Thursday, February 3, 2011

Science News


Nanowires Exhibit Giant Piezoelectricity

ScienceDaily (Jan. 28, 2011) — Gallium nitride GaN) and zinc oxide (ZnO) are among the most technologically relevant semiconducting materials. Gallium nitride is ubiquitous today in optoelectronic elements such as blue lasers (hence the blue-ray disc) and light-emitting-diodes (LEDs); zinc oxide also finds many uses in optoelectronics and sensors.

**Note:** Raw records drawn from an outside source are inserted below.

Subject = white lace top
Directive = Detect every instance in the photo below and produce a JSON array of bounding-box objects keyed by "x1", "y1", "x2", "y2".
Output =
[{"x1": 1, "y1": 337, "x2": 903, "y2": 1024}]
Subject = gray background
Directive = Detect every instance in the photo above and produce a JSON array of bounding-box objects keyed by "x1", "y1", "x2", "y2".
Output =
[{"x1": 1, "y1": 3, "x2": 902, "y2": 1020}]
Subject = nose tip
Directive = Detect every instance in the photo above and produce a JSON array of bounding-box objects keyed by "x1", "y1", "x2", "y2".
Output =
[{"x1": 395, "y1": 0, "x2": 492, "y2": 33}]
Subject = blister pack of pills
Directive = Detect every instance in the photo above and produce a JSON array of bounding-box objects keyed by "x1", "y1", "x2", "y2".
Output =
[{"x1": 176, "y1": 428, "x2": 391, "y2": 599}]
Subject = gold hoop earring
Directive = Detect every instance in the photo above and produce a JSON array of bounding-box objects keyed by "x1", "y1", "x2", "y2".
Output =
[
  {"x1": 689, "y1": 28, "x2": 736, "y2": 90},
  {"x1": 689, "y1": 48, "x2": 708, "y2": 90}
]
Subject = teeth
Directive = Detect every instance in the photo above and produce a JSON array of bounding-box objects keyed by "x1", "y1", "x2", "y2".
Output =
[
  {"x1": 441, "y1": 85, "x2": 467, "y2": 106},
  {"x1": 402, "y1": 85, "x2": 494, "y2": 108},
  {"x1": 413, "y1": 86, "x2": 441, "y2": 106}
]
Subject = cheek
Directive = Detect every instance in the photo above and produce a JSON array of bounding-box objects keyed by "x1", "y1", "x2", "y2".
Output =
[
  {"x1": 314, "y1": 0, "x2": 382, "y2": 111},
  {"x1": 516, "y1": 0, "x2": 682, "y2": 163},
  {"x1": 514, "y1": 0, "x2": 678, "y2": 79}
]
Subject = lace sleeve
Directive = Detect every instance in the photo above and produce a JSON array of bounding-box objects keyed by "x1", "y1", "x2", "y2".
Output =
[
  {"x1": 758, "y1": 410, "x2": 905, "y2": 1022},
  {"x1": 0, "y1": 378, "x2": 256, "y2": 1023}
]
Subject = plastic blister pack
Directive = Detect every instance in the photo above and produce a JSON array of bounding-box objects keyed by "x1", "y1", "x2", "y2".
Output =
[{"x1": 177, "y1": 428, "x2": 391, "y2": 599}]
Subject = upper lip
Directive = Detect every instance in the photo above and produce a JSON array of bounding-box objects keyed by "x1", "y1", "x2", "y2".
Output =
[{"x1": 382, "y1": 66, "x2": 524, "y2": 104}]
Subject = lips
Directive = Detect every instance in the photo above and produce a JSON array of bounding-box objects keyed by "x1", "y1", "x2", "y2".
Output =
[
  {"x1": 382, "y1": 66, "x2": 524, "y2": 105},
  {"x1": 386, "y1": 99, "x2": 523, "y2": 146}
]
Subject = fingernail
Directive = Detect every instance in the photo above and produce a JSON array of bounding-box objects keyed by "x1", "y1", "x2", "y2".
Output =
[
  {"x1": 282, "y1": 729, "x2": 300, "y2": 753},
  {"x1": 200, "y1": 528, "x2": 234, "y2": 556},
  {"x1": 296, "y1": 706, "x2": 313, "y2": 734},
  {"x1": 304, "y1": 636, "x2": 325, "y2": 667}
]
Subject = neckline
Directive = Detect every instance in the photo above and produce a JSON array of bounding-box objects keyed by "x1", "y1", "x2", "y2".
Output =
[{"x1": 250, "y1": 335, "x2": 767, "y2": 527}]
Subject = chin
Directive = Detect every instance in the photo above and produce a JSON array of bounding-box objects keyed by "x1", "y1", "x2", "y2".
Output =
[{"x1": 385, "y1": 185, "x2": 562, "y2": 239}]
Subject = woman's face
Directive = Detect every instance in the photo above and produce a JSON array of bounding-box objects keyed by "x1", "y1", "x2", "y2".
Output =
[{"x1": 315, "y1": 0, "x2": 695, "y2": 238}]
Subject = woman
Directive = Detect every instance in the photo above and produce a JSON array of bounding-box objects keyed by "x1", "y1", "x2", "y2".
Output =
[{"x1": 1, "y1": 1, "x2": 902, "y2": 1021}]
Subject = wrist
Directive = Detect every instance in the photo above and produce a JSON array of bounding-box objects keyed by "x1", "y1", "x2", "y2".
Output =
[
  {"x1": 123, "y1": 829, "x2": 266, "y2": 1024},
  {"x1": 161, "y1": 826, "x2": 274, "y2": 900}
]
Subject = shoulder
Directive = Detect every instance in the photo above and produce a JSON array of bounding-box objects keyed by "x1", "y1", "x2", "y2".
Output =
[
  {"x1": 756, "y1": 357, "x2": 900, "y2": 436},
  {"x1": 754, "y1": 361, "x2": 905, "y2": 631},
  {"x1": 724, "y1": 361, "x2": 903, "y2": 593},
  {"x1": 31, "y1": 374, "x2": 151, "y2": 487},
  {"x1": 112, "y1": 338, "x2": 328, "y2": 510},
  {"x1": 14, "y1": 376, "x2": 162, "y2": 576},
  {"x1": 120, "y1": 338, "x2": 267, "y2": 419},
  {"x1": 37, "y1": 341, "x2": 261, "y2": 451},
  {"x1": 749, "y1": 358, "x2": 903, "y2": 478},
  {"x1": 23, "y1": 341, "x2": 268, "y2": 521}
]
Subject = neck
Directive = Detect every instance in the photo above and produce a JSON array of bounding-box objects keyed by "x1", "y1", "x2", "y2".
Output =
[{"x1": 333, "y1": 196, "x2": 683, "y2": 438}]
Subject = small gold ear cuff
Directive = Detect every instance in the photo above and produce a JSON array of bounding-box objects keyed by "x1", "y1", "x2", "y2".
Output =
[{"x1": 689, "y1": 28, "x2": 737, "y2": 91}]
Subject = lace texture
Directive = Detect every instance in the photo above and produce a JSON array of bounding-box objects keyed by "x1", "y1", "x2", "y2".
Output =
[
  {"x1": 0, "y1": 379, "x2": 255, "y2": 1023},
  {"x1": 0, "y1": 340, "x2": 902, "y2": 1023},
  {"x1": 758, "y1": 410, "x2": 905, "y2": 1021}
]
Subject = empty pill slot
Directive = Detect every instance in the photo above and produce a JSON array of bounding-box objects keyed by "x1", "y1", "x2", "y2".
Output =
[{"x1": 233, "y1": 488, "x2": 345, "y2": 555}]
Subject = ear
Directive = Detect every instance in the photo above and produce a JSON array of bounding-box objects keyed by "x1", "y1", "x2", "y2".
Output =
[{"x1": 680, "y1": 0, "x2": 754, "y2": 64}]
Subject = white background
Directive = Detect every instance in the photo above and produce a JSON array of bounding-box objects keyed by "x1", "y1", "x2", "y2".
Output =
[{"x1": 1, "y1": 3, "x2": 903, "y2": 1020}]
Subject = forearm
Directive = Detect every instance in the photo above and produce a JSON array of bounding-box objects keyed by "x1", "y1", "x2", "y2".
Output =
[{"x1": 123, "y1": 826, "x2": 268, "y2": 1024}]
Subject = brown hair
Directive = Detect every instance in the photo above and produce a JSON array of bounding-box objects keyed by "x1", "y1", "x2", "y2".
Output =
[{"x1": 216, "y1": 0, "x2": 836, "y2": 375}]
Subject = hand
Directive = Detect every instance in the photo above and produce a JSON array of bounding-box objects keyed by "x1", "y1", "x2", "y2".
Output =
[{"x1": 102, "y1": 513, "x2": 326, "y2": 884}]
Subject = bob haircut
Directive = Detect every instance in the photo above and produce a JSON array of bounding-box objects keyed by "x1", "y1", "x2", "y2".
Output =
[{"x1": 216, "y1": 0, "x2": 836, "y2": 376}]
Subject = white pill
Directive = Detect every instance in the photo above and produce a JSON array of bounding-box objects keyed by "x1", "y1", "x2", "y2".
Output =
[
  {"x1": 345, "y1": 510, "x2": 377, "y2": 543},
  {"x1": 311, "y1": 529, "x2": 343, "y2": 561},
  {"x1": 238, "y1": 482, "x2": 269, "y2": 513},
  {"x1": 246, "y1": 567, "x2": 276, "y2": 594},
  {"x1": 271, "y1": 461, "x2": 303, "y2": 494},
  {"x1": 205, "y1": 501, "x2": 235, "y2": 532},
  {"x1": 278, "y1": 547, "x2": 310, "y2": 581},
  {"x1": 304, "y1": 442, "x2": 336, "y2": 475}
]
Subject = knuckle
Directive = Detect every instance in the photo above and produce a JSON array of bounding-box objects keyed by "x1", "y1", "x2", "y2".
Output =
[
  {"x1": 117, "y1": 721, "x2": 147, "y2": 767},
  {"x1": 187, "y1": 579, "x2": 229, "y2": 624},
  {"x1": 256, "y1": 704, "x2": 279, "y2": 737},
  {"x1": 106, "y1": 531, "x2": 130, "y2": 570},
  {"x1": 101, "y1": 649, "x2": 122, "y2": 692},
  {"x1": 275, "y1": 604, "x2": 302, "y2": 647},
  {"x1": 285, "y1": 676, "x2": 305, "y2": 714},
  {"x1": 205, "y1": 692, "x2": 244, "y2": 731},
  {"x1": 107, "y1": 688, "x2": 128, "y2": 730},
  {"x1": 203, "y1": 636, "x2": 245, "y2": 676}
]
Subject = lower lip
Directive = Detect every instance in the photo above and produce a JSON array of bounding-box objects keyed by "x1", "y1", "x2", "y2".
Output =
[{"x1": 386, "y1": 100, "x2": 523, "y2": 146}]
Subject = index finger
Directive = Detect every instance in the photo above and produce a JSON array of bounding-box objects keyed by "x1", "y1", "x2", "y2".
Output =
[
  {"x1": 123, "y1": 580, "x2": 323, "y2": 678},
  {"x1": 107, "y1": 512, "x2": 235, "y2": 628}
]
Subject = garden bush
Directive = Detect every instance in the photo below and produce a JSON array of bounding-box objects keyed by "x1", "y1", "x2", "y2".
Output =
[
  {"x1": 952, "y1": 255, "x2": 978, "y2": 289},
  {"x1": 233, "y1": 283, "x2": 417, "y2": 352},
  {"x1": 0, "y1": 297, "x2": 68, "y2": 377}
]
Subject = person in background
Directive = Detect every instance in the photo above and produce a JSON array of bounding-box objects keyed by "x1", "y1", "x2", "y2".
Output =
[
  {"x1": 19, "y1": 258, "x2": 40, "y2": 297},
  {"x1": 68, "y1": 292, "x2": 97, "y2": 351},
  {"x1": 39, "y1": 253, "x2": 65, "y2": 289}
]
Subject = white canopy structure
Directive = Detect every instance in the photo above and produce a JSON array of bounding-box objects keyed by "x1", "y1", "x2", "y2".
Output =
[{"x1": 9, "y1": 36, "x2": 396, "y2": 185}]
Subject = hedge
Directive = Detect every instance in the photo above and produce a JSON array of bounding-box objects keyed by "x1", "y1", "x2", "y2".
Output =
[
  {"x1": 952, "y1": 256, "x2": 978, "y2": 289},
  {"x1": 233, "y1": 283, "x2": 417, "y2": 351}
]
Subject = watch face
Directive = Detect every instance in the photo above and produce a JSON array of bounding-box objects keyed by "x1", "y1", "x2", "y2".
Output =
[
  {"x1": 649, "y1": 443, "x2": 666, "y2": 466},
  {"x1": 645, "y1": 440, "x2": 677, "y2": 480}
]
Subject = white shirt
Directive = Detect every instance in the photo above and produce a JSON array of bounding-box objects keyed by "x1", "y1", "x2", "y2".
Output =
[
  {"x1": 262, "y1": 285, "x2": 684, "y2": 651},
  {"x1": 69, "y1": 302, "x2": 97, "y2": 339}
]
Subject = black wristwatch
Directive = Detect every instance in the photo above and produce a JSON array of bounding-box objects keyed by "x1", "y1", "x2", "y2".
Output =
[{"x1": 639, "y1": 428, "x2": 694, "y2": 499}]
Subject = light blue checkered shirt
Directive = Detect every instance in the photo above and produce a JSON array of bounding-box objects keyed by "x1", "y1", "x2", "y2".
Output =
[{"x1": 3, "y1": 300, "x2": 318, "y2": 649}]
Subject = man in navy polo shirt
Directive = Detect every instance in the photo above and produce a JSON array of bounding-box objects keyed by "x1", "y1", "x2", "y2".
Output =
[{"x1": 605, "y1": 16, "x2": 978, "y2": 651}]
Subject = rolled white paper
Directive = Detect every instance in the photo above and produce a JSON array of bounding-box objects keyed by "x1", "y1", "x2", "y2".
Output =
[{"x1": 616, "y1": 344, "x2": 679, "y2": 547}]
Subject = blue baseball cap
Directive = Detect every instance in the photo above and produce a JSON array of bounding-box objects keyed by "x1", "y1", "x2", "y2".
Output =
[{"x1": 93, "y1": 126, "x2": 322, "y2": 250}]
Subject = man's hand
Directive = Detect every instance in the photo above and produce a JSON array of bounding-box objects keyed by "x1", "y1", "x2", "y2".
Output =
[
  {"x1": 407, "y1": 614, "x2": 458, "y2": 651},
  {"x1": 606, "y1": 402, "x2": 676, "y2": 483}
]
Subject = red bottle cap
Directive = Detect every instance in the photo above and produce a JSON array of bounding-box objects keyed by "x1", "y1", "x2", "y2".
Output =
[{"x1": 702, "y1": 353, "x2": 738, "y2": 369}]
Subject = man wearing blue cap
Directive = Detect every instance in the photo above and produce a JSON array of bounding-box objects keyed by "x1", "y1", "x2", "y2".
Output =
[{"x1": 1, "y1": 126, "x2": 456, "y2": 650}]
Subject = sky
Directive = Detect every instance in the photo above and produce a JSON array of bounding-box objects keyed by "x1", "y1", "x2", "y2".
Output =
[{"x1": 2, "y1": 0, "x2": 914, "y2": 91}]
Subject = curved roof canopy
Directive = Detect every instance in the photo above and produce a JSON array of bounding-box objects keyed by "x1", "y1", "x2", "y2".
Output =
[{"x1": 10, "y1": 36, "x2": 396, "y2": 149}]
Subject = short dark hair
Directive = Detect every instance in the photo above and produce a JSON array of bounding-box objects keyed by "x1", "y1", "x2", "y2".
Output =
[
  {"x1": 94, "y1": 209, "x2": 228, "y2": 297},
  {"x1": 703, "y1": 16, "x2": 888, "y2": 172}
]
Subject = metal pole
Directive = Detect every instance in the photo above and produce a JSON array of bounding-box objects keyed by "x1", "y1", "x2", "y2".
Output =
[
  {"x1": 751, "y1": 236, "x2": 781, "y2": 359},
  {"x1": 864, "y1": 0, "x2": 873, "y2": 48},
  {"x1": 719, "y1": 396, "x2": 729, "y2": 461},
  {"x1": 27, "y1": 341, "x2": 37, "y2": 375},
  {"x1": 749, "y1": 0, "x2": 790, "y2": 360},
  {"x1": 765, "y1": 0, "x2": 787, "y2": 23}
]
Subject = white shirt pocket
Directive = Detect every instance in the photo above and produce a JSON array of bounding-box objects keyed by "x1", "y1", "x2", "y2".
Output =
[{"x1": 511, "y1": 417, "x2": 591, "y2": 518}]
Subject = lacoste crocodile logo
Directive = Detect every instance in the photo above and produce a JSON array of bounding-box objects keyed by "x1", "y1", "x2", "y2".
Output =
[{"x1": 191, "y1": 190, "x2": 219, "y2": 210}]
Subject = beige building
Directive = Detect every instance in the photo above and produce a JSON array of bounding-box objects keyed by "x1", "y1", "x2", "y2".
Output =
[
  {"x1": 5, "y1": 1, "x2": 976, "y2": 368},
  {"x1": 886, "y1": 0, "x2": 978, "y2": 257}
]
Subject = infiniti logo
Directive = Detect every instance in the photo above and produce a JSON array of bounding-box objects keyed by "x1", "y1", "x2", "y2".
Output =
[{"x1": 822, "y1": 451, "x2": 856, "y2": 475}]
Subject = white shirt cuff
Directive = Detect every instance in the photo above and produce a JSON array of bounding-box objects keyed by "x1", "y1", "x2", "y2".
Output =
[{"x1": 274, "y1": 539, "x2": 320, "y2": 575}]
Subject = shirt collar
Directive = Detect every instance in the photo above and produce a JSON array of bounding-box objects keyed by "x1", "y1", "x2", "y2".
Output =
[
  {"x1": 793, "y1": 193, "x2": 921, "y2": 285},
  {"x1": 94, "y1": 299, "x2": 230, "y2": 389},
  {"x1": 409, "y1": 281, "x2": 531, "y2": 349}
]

In the past few years, though, nanostructures made of these materials have shown a plethora of potential functionalities, ranging from single-nanowire lasers and LEDs to more complex devices such as resonators and, more recently, nanogenerators that convert mechanical energy from the environment (body movements, for example) to power electronic devices. The latter application relies on the fact that GaN and ZnO are also piezoelectric materials, meaning that they produce electric charges as they are deformed.
In a paper published online in the journal Nano Letters, Horacio Espinosa, the James N. and Nancy J. Farley Professor in Manufacturing and Entrepreneurship at the McCormick School of Engineering and Applied Science at Northwestern University, and Ravi Agrawal, a graduate student in Espinosa's lab, reported that piezoelectricity in GaN and ZnO nanowires is in fact enhanced by as much as two orders of magnitude as the diameter of the nanowires decrease.